Huawei’s sales have plummeted in recent months due to US restrictions restricting access to key parts, which has benefited South Korea’s Samsung Electronics and other Chinese manufacturers.
Samsung, the world’s largest smartphone maker, will launch its new flagship Galaxy S21 on Thursday, almost a month ahead of its regular timetable. Industry analysts capitalize on the weakness of No. 2 manufacturer Huawei. Samsung recently predicted a 25% increase in quarterly operating profit, and phone sales soared again.
Soon, Huawei is moving forward with the goal of permanently unsetting Samsung.
In the three months ended September 30, the global market share fell to 15 percent from a year earlier. Market researcher Canali’s Incorporated commented that Samsung has risen to 23 percent. The Chinese budget smartphone makers like Xiaomi corporation and Vivo Electronics Corporation were also benefited.
Industry analysts predict that these trends will continue into the last months of 2020, with a slight withdrawal in exports. The overall smartphone market has struggled to recover from the onslaught of the coronavirus pandemic last spring and summer. Analysts say consumer demand is expected to return to pre-pandemic levels this year.
Apple Inc. has not benefited much from Huawei’s problems. Only about 10% of users of Google’s Android-powered smartphones switch to iPhones – a figure that has been around for years, according to Consumer Intelligence Research Partners LLC and market researcher – and just 7% switching to other options.
Samsung needed a misunderstanding from Huawei. The big bets on 5G and foldable screens failed to overcome the South Korean company’s own multi-year smartphone sales slump. In order to better compete with Chinese manufacturers, Samsung began to pack low-cost models with the features once reserved for its premium flagship products.

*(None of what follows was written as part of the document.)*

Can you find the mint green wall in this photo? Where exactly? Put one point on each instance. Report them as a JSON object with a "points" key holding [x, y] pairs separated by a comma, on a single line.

Huawei’s pandemic path was initially enviable. Despite being one of the first smartphone makers to be affected by the covid-19, China was the first country in the world to find a vendor in the April-June quarter, as it was the first country to detect the virus. Industrial sales 30%.
Counterpoint Research Analyst Tom Kang said the strength of small-scale manufacturers lies in their versatility and feature-packed phones at budget rates. He said Samsung’s marketing overhead is high and its product-development cycles are long.